6. Exercise. Sitting in your house all day eating chips and watching Netflix is not a recipe for health. Michelle Obama was right: “Let’s Move!”
Doing something meaningful, like gardening and construction, adds a stimulating dimension to exercise. Useful projects are more fun and soul-filling.
Call your farmer and see if you can go out and chop some multiflora rose or thistles. Dig some fence post holes. Haul in some firewood. Dig a ditch.
Lots of work is begging to be done in the countryside. Since you can’t go to Disney, get connected with your foodscape instead.

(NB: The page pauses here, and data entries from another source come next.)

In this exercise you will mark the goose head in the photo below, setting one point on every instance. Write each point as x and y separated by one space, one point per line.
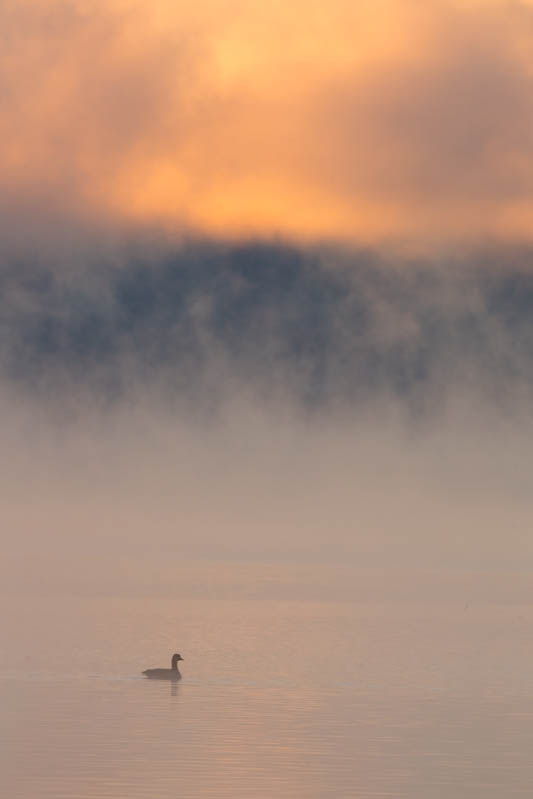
175 659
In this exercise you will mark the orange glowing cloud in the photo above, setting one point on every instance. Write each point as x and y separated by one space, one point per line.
372 120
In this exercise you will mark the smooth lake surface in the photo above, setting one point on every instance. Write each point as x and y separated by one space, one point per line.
278 699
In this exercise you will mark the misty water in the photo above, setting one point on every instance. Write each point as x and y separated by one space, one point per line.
285 698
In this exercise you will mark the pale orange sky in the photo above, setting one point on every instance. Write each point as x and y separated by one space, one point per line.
381 120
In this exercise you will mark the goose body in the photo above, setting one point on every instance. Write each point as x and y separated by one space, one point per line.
166 674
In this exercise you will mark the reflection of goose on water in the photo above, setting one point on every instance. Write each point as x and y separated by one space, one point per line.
166 674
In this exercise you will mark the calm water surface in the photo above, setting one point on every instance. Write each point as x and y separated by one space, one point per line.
284 699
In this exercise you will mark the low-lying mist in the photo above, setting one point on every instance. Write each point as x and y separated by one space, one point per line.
259 418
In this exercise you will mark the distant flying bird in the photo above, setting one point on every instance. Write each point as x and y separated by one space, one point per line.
166 674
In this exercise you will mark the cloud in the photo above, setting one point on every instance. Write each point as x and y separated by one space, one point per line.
376 121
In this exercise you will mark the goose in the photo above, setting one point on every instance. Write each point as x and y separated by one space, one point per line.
166 674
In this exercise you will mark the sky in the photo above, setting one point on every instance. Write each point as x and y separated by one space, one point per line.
266 290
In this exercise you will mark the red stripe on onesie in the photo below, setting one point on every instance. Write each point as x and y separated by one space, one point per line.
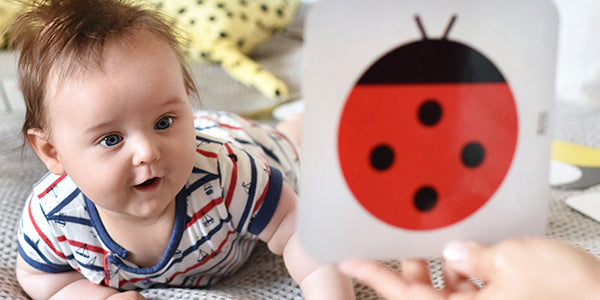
43 236
50 187
233 181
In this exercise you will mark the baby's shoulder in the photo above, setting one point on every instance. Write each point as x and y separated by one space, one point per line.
55 192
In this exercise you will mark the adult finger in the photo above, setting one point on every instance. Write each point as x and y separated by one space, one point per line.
471 259
455 281
415 270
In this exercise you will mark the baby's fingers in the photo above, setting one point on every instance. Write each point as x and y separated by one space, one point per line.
387 282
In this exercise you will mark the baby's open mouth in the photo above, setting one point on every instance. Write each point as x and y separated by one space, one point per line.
148 183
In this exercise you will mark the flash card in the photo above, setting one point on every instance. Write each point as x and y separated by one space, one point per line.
425 122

7. Laugh. The news media thrives on sensationalism. If that’s all you’re feeding your intellect, you’ll get paranoid, worried and paralyzed with fear.
Turn it off.
Put on some Laurel and Hardy, Abbott and Costello, Andy Griffith. Don Knotts remains one of the funniest guys to ever live, don’t you think?
The best thing that could happen for our society right now is for all media outlets to do one hour of news a day and then switch to comedy for the other 23. If we all laughed for two days, I guarantee you we’d be healthier.
What you feed your mind comes out in your body.
This may not be a comprehensive list, but wouldn’t it be cool if the country’s health officials promoted this recipe as a response?
Imagine what investing all our energy and money in such a plan would yield.